When you set up anti_join()
, you need to say what the column names are, on the left and right hand sides. In the stop_words
data object in tidytext, the column is called word
and in your dataframe, it is called token
.
library(tidyverse)
library(tidytext)
docID <- c(1, 2, 2, 2, 3)
token <- c("the", "cat", "sat", "on-the-mat", "with3hats")
count <- c(10, 20, 30, 10, 20)
df <- data_frame(docID, token, count)
clean_df <- df %>%
anti_join(stop_words, by= c("token" = "word"))
clean_df
#> # A tibble: 4 x 3
#> docID token count
#> <dbl> <chr> <dbl>
#> 1 2.00 cat 20.0
#> 2 2.00 sat 30.0
#> 3 2.00 on-the-mat 10.0
#> 4 3.00 with3hats 20.0
Notice that "the" is now gone because it is in the stop_words
dataset.
In a comment, you asked about removing tokens that contain punctuation or numbers. I'd use filter()

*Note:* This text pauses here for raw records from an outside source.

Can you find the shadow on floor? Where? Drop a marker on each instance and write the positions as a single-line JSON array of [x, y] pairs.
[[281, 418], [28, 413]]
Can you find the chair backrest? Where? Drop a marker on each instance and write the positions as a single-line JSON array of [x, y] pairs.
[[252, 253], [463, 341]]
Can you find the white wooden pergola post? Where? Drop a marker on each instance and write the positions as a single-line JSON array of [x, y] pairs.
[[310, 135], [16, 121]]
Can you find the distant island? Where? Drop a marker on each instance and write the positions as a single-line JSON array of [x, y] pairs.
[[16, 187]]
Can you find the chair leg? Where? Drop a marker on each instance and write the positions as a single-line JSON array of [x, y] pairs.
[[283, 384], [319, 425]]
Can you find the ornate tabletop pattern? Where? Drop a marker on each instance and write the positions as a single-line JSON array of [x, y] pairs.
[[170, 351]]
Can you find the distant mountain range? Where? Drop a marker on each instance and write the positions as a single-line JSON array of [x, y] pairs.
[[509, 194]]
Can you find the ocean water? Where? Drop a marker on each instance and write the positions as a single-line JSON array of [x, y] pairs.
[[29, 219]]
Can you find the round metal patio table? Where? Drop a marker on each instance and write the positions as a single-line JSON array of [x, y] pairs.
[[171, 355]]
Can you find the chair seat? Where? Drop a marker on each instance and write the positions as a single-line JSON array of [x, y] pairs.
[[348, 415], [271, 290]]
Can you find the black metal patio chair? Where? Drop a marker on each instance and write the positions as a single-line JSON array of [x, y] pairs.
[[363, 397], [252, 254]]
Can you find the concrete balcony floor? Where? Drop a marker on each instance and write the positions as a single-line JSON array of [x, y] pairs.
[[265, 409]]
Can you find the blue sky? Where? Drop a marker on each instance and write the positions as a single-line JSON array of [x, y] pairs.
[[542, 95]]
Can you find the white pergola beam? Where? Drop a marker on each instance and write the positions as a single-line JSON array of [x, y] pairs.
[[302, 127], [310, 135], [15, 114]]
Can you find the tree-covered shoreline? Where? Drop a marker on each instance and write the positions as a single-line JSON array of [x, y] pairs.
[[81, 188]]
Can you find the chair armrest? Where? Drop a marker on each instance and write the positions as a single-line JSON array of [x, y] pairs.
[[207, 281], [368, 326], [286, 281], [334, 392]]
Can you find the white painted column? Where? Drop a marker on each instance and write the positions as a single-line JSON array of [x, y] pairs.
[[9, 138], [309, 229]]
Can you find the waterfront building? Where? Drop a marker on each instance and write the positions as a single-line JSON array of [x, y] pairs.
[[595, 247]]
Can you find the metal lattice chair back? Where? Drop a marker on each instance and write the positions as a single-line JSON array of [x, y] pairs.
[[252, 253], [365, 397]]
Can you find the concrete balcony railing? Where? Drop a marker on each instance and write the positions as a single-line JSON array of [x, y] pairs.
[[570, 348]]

for this (you can actually use filter()
to remove stopwords too, if you prefer.)
clean_df <- df %>%
filter(!str_detect(token, "[:punct:]|[:digit:]"))
clean_df
#> # A tibble: 3 x 3
#> docID token count
#> <dbl> <chr> <dbl>
#> 1 1.00 the 10.0
#> 2 2.00 cat 20.0
#> 3 2.00 sat 30.0
If you want to do both, build up your object with both lines using pipes.